Research notes: The global argument type check goes back to before 1997 (I stopped looking at 79f25d9). The dict subtype check goes back to at least 2001 (I stopped looking at cbfc855). The eval/exec type check code wasn't updated when builtin types became subclassable in Python 2.2. In 2011, I was the first to report that the C-API would bypass methods defined in subclasses of builtin types. This current report is the first to focus on exec and eval in particular.

There was a surprised user in 2017. But after the resulting doc edit, 059b9ea, the eval/exec issue doesn't appear to have been a problem in practice. Likely this is either because testing promptly reveals that dict subclass methods have been bypassed or because users have read the docs which tell them specifically, "it must be a dictionary (and not a subclass of dictionary)"

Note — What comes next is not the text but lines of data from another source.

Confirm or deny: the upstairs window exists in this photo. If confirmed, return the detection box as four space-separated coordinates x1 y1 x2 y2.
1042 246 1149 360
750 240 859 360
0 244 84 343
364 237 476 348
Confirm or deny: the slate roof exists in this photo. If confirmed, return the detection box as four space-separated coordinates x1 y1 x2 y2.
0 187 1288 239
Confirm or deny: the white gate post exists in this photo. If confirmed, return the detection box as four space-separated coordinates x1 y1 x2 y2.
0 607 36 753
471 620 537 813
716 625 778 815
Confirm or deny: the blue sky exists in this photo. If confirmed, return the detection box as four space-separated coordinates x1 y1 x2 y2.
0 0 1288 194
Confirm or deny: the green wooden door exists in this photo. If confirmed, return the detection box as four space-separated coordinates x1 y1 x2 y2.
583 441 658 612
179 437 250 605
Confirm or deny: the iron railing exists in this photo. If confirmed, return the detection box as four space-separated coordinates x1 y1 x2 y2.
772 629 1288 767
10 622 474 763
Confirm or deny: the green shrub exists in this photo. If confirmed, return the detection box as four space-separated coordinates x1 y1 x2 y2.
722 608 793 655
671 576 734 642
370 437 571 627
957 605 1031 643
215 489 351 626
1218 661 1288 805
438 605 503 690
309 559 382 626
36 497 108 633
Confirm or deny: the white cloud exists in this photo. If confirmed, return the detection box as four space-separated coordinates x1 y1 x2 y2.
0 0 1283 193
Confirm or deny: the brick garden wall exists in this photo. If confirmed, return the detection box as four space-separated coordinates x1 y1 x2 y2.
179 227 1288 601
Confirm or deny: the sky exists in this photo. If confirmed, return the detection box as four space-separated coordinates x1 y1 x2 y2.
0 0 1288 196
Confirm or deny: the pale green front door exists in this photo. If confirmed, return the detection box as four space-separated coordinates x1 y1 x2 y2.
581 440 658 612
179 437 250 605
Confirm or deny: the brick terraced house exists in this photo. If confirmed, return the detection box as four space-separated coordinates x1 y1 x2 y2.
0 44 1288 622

Related PRs but not a direct cause: In 2006 7cae87c , exec became a function instead of a statement. In 2004 214b1c3, eval and exec permitted the locals to be any mapping types not just a dict. The PyDict_CheckExact function was added to the C-API in Python 2.4.

Recommendation: I don't have a strong opinion on what if anything should be done. But I'm reluctant to make a breaking change by raising an exception — we're here to fix bugs that people have rather than to cause bugs in their long stable working code. The current docs are helpful and only wrong in using the word "must" instead of "should". The docs do not cover the specific case what happens if you don't follow the rules, leaving this as an undefined behavior. We could elaborate, "it must be a dictionary (and not a subclass of dictionary because subclass methods are bypassed)".